By Hillary Adams Case, Pel Reunion
[Editor’s Note: This is part of the “Life Cycle of a Shoaler” series. This essay focuses on the transition from Pelican to Conference attendee.]
I come from a multi-generational family of Pelicans. It was only natural that I too became a Pelican when I was old enough. My family chose Pelican Reunion as our conference of choice. This was a great conference for me to experience the island and decide where I wanted to fit in the community.
When I “came of age,” I spent five summers as a full-season Pelican. I was able to contribute to the vibrancy of the staff while learning more about myself at the same time. I especially loved my time as a Snackie – serving ice cream and rickies to guests and staff. Another perk of being a Pelican: I met my husband.
Ultimately, the real world took over and my husband and I were forced to stay on the mainland for the summers. Keeping Star in our world is essential. We have chosen for the time being to continue attending Pelican Reunion. We are able to get our taste of the island, but not feel too much like conferees! This weekend is intended for former staff to reunite therefore we look forward to seeing old friends and reminiscing.

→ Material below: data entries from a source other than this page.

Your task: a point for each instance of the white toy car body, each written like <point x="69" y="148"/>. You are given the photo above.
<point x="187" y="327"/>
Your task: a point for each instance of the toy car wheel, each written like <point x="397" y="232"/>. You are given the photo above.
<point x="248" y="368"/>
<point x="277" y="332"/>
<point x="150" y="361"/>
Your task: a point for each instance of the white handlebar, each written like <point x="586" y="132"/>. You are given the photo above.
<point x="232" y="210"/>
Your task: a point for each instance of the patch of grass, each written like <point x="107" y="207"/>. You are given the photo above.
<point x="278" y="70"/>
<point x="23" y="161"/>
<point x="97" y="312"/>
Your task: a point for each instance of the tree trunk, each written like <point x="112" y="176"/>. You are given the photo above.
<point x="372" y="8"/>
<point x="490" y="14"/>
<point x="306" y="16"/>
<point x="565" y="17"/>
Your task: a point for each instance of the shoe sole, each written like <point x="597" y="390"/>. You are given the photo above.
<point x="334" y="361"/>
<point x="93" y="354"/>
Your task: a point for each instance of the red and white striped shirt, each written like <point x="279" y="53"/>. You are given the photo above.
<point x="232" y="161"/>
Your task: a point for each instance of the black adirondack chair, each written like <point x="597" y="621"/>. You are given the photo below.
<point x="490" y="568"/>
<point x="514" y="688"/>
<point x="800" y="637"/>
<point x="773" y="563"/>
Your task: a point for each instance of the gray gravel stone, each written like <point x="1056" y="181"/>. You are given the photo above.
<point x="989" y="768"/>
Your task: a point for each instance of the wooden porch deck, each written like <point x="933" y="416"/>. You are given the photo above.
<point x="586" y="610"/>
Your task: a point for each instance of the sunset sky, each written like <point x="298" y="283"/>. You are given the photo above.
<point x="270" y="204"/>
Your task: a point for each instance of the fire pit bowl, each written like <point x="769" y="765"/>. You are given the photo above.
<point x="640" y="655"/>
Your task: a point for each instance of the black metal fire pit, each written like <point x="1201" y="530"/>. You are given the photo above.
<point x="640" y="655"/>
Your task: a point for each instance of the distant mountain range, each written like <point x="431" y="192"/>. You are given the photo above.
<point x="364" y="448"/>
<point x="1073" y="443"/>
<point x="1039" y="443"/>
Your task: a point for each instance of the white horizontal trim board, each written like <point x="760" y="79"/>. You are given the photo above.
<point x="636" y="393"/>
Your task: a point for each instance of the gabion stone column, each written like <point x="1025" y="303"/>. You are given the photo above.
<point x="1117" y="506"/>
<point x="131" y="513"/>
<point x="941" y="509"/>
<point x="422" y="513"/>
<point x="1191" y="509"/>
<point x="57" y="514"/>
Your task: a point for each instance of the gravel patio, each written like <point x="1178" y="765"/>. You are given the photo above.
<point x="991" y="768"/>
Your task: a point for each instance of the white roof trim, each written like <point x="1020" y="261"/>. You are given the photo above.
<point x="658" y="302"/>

One of the biggest challenges in the transition from being a Pelican to being a Conferee is the lack of complete freedom on the island. It’s difficult to resist going through the Authorized Personnel doors or see who may be hanging out in Pel Hall or on Shack Deck. Or in my case, walking into the snack bar and making a frappe just the way I wanted it. We are now forced to use conference spaces. This is not all bad though: utilizing the front porch and the rocking chairs all day as opposed to strictly during conference dinner is great!
As is natural, we do find ourselves saying, “when I was a Pelican…” more than we may want to admit! Additionally, feeling old when we see the kids we remembered as conferees now working as Pelicans is less than desirable. But, we were in that position once too. It is nice to see other generations feel the desire to work on the island the way we did.
We plan on staying conferees for the foreseeable future. We may venture into the week-long family conferences when we are ready to truly be conferees again or have a family of our own. Using conference spaces, eating in the dining hall serviced by Pelicans and having our beds made for us isn’t so bad after all.